The American Health Care Act (AHCA) that is now before the Senate after passing the House of Representatives would allow states to seek waivers from current federal standards for health insurance plans. While the Senate seems likely to make changes concerning the particular standards that can be waived, the AHCA’s waiver and other provisions are expected to cause premiums to increase and benefits to disappear for millions of Americans. Millions more will likely lose their insurance completely.

As originally drafted, the AHCA would have expressly exempted Members of Congress from these waivers, a provision that is so politically awkward that the House separately adopted a bill that would repeal the exemption by amending the AHCA if enacted. Rep. Martha McSally (R-Ariz.), who wrote the amendment, stated that it is intended to “ensure that Congress abides by the laws they pass and are treated no differently than other hard-working Americans.”

However, as the Washington Post has reported, it is unlikely that the amendment will actually do this. Under current federal regulations, Members of Congress buy their health insurance through the D.C. Health Exchange, and the D.C. government is unlikely to seek a waiver of current federal protections for residents and others who buy health insurance here. As a result, according to the Post, “lawmakers ... could end up with more robust and less expensive coverage than constituents in states that are not as friendly to Obamacare.”

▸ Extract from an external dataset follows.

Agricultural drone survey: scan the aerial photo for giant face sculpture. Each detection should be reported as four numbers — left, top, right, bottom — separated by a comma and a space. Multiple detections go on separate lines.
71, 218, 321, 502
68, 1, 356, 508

Such preferential treatment for Members of Congress is clearly not what Congress intended when it overwhelmingly voted for McSally’s amendment. Nor is it likely to lead to the fairest health law: if Members of Congress know they will not be directly subject to the same rate increases and benefit cuts that their constituents will feel, they might make different judgments about what consumer protections are required.

Two entities have a responsibility to make sure that Congress’s intent that Members are in fact “treated no differently than other hard-working Americans” is actually implemented. One is the federal Office of Personnel Management (OPM), and the other is the District of Columbia. OPM could discharge this responsibility by directing Members of Congress to buy their health insurance in their states of residence, as opposed to the current rule that directs Members to buy their insurance through the DC Exchange.

If OPM did not take this step, the District of Columbia would have a constitutional obligation to ensure that Members of Congress do not access more favorable insurance through the D.C. exchange, because the Constitution empowers Congress to legislate for the District (Article I, Section 8, Clause 17). To do this, D.C. might redirect Members from the D.C. Exchange to the exchanges in their home States.

This redirection would not affect D.C. consumers, since Members of Congress comprise only a small percentage of the overall pool on the D.C. exchange—and the provision need not include congressional staffs, who are not mentioned in the stated intent for the amendment. This action by D.C. would honor Members’ intention to be subject to rules in their home States and, because it would help Members understand more directly the impacts of their legislation, the action might also benefit their States.

All of this seems like a good outcome for Congress, the District of Columbia, and the country. OPM and D.C. officials should consider how best to make it happen.